Veteran Actor Mary Kay Place Scored Multiple Country Hits in the '70s

Even if you don't recognize the name Mary Kay Place, you've seen her in something. The Primetime Emmy award-winner for her role as Loretta Haggers in Mary Hartman, Mary Hartman was also cast in popular TV shows M*A*S*H, All in the Family, The Mary Tyler Moore Show, My So-Called Life, The West Wing, King of the Hill, Big Love, The Mentalist, Pushing Daisies and Grey's Anatomy. Her big screen filmography's just as prolific, with The Big Chill, Private Benjamin, Starting Over, Captain Ron, Being John Malkovich, Citizen Ruth, Diane, Shrek Ever After, City of Ember, Sweet Home Alabama and Girl, Interrupted topping an impressive list of Hollywood productions.

Back in the '70s, the Oklahoma native and University of Tulsa graduate moonlighted as a country singer. Instead of cutting a few novelty sides, Place recorded memorable albums, scored two Top 10 singles and collaborated with some of the genre's top stars.

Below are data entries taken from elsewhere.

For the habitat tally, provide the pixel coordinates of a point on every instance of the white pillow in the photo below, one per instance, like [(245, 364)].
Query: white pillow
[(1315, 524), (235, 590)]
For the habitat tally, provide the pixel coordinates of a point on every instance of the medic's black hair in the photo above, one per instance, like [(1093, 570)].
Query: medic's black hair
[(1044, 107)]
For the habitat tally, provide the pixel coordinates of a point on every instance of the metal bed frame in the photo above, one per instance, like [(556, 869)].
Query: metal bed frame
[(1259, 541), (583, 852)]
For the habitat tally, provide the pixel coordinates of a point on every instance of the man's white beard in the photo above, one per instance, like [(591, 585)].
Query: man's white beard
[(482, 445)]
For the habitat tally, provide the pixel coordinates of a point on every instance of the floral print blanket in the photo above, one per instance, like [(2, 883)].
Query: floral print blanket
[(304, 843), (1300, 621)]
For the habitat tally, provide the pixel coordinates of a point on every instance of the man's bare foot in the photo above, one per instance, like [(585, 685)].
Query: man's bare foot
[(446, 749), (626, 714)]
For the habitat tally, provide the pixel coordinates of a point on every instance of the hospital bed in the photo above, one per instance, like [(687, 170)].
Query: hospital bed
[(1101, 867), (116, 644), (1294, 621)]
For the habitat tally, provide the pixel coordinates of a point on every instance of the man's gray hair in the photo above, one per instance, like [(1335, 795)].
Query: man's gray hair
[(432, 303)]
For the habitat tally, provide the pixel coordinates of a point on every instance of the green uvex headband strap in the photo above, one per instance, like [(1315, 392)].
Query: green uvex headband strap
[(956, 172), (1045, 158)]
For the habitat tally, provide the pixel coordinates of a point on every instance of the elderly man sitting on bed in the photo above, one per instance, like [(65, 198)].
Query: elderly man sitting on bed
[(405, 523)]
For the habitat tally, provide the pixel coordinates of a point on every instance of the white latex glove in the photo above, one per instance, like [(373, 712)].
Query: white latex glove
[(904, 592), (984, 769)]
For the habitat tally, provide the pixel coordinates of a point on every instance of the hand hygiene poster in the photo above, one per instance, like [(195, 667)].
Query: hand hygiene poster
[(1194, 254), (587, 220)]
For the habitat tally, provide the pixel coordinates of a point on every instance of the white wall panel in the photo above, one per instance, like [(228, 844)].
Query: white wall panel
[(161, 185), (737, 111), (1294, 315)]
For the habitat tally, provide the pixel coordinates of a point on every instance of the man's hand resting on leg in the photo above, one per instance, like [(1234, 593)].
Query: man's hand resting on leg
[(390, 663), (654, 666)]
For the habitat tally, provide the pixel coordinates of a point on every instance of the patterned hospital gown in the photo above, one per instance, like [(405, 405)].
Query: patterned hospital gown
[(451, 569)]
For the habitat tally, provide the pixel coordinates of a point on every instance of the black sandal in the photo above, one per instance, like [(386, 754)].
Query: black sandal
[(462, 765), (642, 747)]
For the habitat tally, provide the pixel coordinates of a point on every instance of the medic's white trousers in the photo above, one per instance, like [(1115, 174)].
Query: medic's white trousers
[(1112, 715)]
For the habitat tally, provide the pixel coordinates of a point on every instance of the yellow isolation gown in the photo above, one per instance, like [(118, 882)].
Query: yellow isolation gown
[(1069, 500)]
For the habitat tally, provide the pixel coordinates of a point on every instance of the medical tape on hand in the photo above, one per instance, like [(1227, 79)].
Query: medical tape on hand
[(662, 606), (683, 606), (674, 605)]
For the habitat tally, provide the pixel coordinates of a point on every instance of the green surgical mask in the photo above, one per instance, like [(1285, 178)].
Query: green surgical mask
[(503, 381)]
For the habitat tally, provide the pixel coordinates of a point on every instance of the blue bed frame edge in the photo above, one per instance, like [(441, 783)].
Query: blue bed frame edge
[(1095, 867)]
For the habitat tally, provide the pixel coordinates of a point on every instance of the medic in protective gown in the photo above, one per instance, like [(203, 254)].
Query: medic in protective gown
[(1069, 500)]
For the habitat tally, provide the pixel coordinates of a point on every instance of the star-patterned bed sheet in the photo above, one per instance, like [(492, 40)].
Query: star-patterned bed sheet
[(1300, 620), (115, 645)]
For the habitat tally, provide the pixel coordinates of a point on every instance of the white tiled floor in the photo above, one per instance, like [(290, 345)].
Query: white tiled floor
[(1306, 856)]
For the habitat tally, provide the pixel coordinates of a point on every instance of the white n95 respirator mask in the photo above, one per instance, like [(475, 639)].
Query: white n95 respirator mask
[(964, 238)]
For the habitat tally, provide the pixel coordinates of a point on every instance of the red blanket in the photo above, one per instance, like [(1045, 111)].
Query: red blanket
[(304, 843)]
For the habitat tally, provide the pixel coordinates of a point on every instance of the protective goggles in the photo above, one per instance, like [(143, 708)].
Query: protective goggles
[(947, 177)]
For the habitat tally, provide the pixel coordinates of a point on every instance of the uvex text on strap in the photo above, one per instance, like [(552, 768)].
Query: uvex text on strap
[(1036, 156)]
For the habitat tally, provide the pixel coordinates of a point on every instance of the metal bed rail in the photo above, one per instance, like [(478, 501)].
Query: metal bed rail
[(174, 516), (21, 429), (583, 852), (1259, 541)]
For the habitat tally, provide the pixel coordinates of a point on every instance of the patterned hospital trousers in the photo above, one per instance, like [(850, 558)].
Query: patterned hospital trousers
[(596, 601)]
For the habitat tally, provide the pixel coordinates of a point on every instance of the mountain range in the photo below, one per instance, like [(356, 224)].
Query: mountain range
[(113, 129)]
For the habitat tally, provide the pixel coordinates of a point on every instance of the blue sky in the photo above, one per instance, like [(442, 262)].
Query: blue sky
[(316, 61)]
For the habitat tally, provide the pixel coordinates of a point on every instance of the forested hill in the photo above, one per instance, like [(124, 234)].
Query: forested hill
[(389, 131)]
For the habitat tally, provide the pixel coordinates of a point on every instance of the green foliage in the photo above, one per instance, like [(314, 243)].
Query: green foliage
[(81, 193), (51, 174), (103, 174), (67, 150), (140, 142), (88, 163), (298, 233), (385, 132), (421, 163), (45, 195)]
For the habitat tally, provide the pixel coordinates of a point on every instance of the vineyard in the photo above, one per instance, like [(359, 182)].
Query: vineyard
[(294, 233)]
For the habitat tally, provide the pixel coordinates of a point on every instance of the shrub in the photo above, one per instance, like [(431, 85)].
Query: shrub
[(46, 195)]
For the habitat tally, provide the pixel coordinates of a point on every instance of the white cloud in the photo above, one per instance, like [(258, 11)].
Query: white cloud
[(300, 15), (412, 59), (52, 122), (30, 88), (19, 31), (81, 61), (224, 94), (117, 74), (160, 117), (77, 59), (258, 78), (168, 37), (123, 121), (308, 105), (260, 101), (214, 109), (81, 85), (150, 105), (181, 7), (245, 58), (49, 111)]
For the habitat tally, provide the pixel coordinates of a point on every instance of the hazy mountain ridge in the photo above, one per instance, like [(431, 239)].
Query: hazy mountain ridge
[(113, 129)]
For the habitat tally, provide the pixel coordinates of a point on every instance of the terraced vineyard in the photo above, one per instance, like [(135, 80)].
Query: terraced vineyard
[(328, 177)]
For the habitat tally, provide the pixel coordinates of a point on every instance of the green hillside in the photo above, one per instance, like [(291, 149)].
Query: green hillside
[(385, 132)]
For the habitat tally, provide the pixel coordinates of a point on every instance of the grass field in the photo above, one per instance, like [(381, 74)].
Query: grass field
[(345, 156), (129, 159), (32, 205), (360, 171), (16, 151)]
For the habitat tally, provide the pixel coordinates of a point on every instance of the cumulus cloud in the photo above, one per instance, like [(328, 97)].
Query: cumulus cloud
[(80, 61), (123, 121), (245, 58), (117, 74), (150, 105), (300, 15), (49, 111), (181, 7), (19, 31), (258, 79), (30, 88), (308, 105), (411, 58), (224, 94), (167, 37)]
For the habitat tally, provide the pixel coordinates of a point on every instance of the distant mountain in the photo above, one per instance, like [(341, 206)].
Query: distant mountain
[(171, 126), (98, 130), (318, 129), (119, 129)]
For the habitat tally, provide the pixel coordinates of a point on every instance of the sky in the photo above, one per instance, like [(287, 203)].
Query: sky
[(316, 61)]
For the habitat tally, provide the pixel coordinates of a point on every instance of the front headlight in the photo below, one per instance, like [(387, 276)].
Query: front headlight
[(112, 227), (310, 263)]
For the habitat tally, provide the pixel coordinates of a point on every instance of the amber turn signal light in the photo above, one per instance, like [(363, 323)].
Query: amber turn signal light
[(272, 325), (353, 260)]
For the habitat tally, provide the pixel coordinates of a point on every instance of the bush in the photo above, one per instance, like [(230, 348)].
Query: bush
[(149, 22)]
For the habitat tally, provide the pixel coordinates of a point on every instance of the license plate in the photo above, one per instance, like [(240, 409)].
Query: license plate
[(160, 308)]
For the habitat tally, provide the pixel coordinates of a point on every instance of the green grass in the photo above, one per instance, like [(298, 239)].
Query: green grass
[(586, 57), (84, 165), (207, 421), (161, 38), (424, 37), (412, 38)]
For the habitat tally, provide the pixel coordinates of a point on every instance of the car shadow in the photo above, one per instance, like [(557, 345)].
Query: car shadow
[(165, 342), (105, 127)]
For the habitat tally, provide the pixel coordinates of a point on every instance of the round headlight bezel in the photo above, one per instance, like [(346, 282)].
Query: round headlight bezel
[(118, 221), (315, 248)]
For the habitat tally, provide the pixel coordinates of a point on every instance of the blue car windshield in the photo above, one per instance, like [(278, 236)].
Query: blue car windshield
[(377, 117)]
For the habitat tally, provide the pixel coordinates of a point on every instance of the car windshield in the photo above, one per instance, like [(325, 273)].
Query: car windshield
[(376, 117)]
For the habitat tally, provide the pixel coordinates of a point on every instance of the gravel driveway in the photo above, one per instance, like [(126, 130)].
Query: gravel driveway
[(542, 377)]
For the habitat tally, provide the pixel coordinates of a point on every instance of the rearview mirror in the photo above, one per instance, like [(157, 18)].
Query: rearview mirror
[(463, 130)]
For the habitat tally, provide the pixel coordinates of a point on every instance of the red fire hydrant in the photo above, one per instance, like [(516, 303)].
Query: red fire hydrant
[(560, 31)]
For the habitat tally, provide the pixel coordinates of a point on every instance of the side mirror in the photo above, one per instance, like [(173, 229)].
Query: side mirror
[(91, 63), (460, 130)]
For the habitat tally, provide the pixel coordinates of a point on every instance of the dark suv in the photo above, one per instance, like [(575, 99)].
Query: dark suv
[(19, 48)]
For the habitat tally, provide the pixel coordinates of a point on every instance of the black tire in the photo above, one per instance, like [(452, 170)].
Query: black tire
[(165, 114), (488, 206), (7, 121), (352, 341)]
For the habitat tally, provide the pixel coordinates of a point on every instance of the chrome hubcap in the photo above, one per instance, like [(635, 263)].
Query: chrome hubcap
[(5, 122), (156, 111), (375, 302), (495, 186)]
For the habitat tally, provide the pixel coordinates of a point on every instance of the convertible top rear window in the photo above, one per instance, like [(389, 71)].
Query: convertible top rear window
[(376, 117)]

The leap from Los Angeles to Nashville made perfect sense at the time because Mary Hartman's big-haired best friend Haggers had delusions of country star grandeur. Why not get more milage out of the character that'd soon win Place an Emmy (Outstanding Supporting Actress - Comedy Series, 1977)?

That said, her debut 1976 album Tonite! At The Capri Lounge: Loretta Haggers was more than a cash-in on Norman Lear's syndicated series. Debut single "Baby Boy," a Top 3 hit, and its infectiously fun follow-up "Vitamin L" co-starred a who's-who of session musicians (Emmylou Harris and Rodney Crowell appear as acoustic guitarists) and backup vocalists (Harris, Dolly Parton and Anne Murray).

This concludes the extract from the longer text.